By coming first and being best, the network had earned a huge following. But after more than a decade online, Lexico’s brand identity and site structure had begun to lose focus—and the company was losing market share to younger competitors.
Problems of long-running successful sites
Lexico’s problems were typical of large, long-running web content properties that have grown in an organic (but also somewhat haphazard) manner, year after fast-paced year.
Its advertising acceptance policy had become loose and somewhat vague. This in turn created inconsistent column widths from one page to the next, causing visitors to wonder if they were still on the same network of sites.
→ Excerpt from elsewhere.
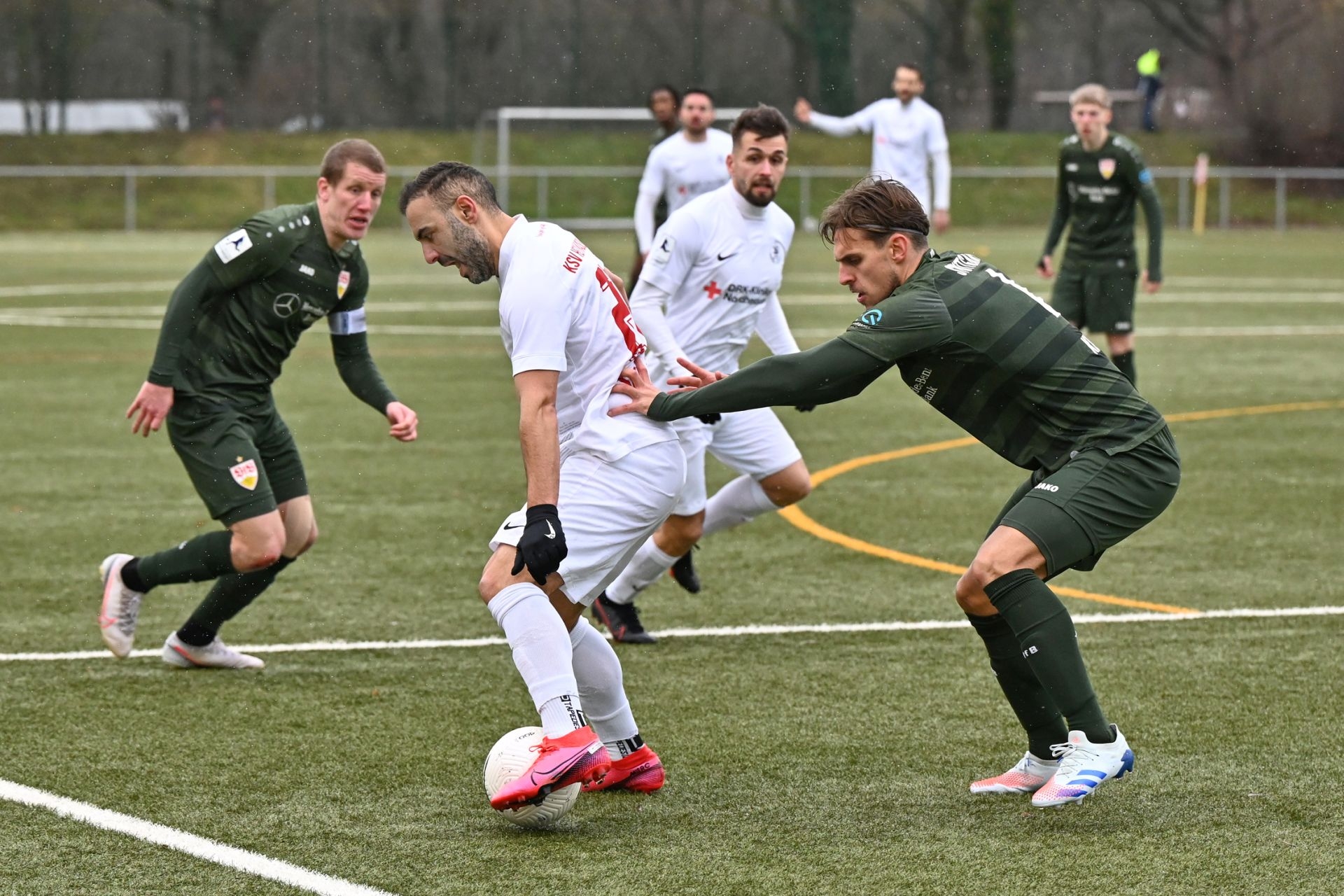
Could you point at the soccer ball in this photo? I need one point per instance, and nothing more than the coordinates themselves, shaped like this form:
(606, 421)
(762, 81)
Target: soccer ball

URL redirects did little to reassure new users that they had come to the place they intended. Subtle, unconsidered differences between network logos further lessened the sense of brand cohesion. Although it was doing many things right, Lexico needed help.
First restructure, then redesign
A brand refresh, before and after. Small changes make a big difference.
Happy Cog reorganized the multi-site network’s URL structure so that first-time users would feel safe and the connection between sites would be clear. Analyzing the multiple sites’ numerous capabilities from the point of view of users, we were able to surface features that had always been present but were rarely used because nobody knew about them.
We brought a new level of uniformity to the advertising and to page layouts. To the extent that we could do so, we brought hierarchy and coherence to page typography—a critical improvement, given that Dictionary.com and its siblings are text-driven applications. And we freshened and tightened the brand identifiers, making site logos work better as a group, while changing as little as possible.
Next we updated the color scheme and deepened its logic, to make the related sites feel more like a family, again keeping change to the barest needed minimum. We then replaced the site’s aging markup with clean semantic structures styled via smart CSS.
After Happy Cog’s redesign, Dictionary.com and its sister sites deliver a smoother, smarter, more consistent user experience. Customer feedback—even from long-term users, who typically dislike change—has been overwhelmingly positive. Shoring up the loyalty of existing users is the first step toward growing market share.
Responsibilities
Information architecture, brand design and consulting, graphic design, user interface design, CSS/XHTML template development. Launched 21 August 2006.